Pilbara coast
More long distance driving across the Pilbara, firstly via Newman (which is a dump), Nullagine (which is hardly there at all) and Marble Bar (which is the hottest place in Australia, but bearable when we drop in).
Meentheena use to be a cattle station. When manganese mining started to the east, the road needed upgrading; apparently it was cheaper for the state to buy back the pastoral lease from the owners than to pay for a fence alongside the road. The station is currently leased by a veterans association, who are a fun bunch. We camp alongside the river, drive across the station to look at waterholes and fossils, and D2 wins a silly race held in lieu of the (cancelled) Marble Bar horse races. Other guests include mining surveyors, national parks staff and the aboriginal mob from up the coast. My guess is Meenthena will be a conservation reserve or national park fairly soon, with maybe a native title settlement also. If camping is allowed it will be quite different and somewhat restricted. We enjoy the place as it is for now.

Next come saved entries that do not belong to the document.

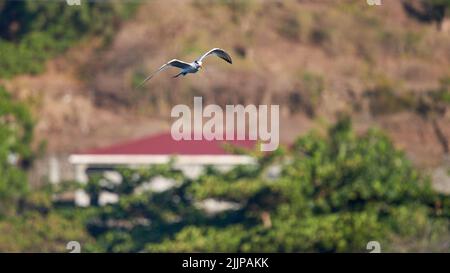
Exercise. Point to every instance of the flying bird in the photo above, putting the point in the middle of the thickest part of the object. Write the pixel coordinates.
(191, 67)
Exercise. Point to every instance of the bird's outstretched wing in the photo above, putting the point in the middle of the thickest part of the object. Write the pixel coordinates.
(174, 63)
(219, 53)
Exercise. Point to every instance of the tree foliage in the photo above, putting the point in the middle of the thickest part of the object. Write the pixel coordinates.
(16, 133)
(333, 193)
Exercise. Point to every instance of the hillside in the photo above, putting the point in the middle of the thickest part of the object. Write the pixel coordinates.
(316, 60)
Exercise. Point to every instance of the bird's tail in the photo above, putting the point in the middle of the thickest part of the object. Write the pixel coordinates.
(181, 73)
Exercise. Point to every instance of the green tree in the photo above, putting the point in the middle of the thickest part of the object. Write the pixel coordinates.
(16, 133)
(33, 31)
(430, 11)
(333, 193)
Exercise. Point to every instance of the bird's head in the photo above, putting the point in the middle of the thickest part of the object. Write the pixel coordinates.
(199, 64)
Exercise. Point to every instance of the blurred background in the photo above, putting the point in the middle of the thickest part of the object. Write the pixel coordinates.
(364, 93)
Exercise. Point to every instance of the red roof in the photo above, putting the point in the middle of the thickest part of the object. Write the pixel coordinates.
(163, 144)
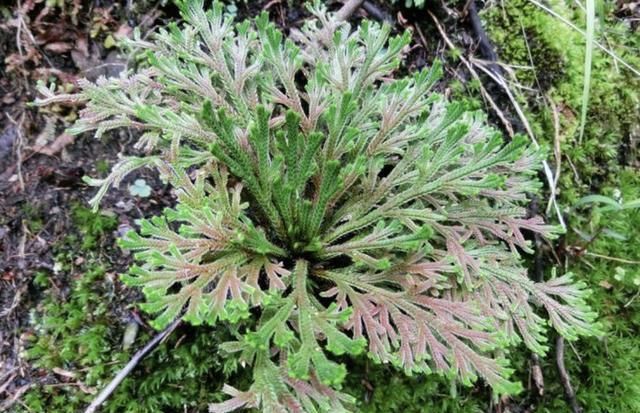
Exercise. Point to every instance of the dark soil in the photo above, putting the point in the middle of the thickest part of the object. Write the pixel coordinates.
(41, 168)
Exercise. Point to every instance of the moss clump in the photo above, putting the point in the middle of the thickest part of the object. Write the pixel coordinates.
(75, 339)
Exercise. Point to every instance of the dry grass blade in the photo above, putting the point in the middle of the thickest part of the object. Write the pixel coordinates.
(582, 32)
(588, 57)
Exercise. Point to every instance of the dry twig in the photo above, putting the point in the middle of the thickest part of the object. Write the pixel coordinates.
(569, 393)
(106, 392)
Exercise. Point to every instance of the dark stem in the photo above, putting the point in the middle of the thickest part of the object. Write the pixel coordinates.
(484, 43)
(349, 7)
(537, 276)
(569, 393)
(106, 392)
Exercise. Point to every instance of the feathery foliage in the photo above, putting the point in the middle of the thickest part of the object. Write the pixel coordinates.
(342, 211)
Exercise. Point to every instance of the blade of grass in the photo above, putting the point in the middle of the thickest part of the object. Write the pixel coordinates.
(588, 57)
(582, 32)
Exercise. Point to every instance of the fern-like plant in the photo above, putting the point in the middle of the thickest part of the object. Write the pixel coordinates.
(325, 208)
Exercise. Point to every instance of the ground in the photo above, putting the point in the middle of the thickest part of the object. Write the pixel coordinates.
(67, 324)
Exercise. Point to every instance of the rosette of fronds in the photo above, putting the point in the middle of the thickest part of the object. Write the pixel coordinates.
(327, 208)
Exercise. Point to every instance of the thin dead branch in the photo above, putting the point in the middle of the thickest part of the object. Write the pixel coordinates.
(507, 125)
(569, 393)
(122, 374)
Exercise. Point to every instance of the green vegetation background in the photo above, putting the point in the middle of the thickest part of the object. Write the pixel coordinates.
(80, 332)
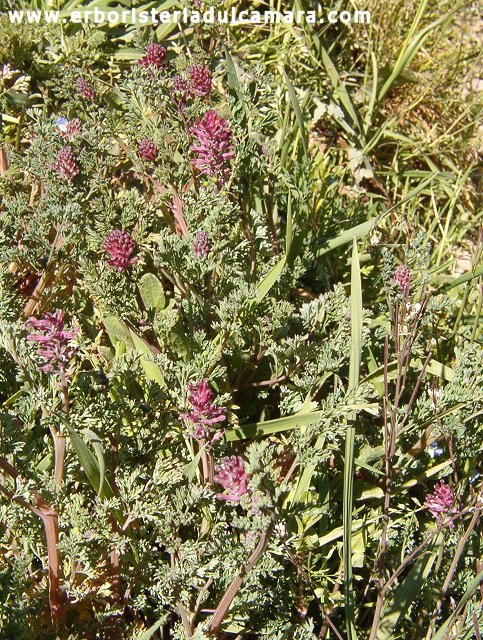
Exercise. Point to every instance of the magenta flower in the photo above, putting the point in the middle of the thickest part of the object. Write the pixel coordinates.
(147, 150)
(231, 475)
(402, 277)
(201, 246)
(154, 56)
(204, 412)
(120, 246)
(72, 128)
(84, 88)
(440, 503)
(54, 342)
(181, 89)
(200, 80)
(66, 164)
(213, 149)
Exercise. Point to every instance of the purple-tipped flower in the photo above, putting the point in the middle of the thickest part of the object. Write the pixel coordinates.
(231, 475)
(213, 150)
(120, 246)
(440, 503)
(147, 150)
(66, 164)
(402, 277)
(54, 341)
(204, 412)
(201, 246)
(84, 88)
(181, 89)
(200, 80)
(154, 56)
(72, 128)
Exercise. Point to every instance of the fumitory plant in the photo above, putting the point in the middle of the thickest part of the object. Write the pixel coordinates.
(217, 419)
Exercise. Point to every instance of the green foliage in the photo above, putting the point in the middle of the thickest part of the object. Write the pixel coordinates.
(306, 342)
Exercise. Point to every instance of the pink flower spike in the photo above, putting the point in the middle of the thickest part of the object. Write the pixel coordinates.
(214, 149)
(84, 88)
(66, 164)
(231, 475)
(402, 277)
(204, 412)
(200, 80)
(441, 502)
(120, 246)
(54, 341)
(201, 246)
(154, 56)
(147, 150)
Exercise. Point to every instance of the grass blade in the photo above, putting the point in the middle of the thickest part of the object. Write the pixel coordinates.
(354, 372)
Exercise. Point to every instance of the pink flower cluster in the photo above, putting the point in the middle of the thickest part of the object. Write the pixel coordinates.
(201, 245)
(440, 503)
(147, 150)
(213, 149)
(54, 342)
(72, 128)
(154, 56)
(402, 277)
(231, 475)
(120, 246)
(204, 413)
(198, 83)
(84, 88)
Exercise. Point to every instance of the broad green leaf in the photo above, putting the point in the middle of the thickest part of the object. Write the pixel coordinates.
(270, 279)
(152, 292)
(346, 236)
(118, 330)
(256, 429)
(89, 463)
(298, 112)
(149, 633)
(409, 589)
(99, 451)
(441, 634)
(466, 277)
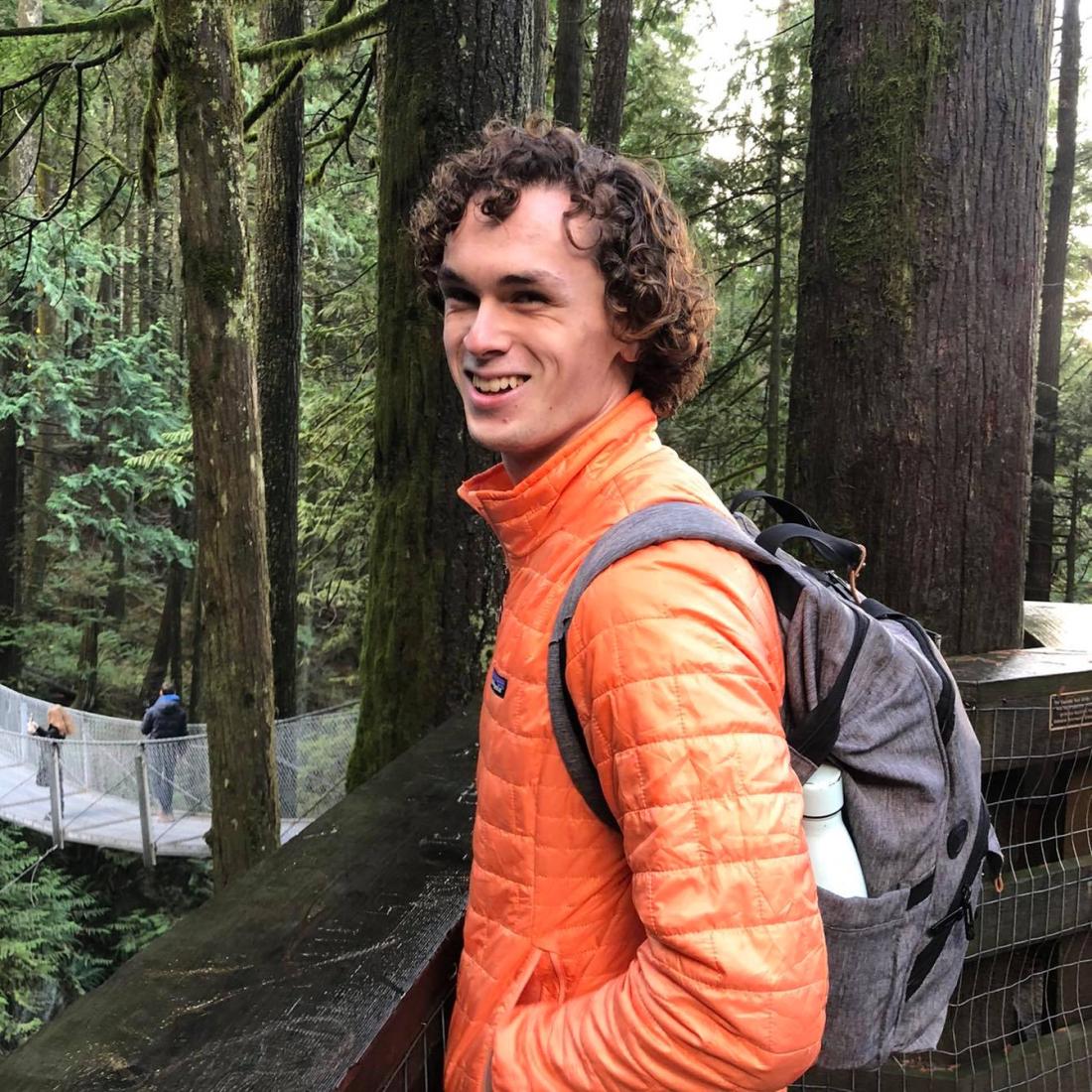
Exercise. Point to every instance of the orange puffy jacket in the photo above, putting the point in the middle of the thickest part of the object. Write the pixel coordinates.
(686, 953)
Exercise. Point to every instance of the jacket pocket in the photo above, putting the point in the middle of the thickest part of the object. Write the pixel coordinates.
(869, 954)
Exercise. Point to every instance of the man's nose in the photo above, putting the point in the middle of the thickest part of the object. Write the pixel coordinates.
(488, 335)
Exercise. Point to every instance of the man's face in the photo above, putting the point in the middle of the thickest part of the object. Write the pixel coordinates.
(525, 328)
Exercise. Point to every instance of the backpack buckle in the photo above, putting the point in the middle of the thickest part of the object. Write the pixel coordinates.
(856, 572)
(968, 909)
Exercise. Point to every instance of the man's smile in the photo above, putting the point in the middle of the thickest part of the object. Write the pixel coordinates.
(493, 384)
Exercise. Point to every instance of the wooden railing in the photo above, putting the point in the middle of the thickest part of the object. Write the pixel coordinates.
(324, 968)
(331, 965)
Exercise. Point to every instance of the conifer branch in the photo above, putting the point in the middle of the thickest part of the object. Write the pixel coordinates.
(133, 18)
(335, 15)
(320, 41)
(275, 90)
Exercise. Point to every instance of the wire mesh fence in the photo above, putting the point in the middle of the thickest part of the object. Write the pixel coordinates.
(1019, 1019)
(106, 763)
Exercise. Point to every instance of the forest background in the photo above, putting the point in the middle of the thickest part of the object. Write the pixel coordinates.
(100, 456)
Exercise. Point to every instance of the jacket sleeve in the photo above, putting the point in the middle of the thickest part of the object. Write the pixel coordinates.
(676, 670)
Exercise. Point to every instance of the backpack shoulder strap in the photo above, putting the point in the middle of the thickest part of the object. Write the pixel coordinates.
(648, 526)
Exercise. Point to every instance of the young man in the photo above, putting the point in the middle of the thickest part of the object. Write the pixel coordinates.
(685, 952)
(165, 723)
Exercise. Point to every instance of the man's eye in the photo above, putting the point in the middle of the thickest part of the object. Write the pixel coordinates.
(454, 301)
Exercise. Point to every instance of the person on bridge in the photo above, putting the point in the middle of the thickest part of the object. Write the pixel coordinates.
(58, 727)
(164, 723)
(685, 952)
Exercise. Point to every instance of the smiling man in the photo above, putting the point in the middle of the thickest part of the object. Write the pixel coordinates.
(683, 951)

Port Hedland is currently thriving, and a good place to refuel. Who knows what it will be like when the iron ore price inevitably drops. Boom and bust ...
Onwards to Pardoo Station campground. Huge wild beaches, with mangroves, shells, birds, great fishing (so I am told, I'm not a rod dangler), and 360 degree sunset views. The coast road (the only road really) continues north east, with the Great Sandy Desert to our right.
The final stop before the Kimberly proper is Barn Hill Station. Ocean view sites are a must. We eat great pizza, listening to the Saturday night entertainment (passable Neil Young covers). T and D2 have a stall at the weekly craft market, which is wildly successful, and pays for our stay.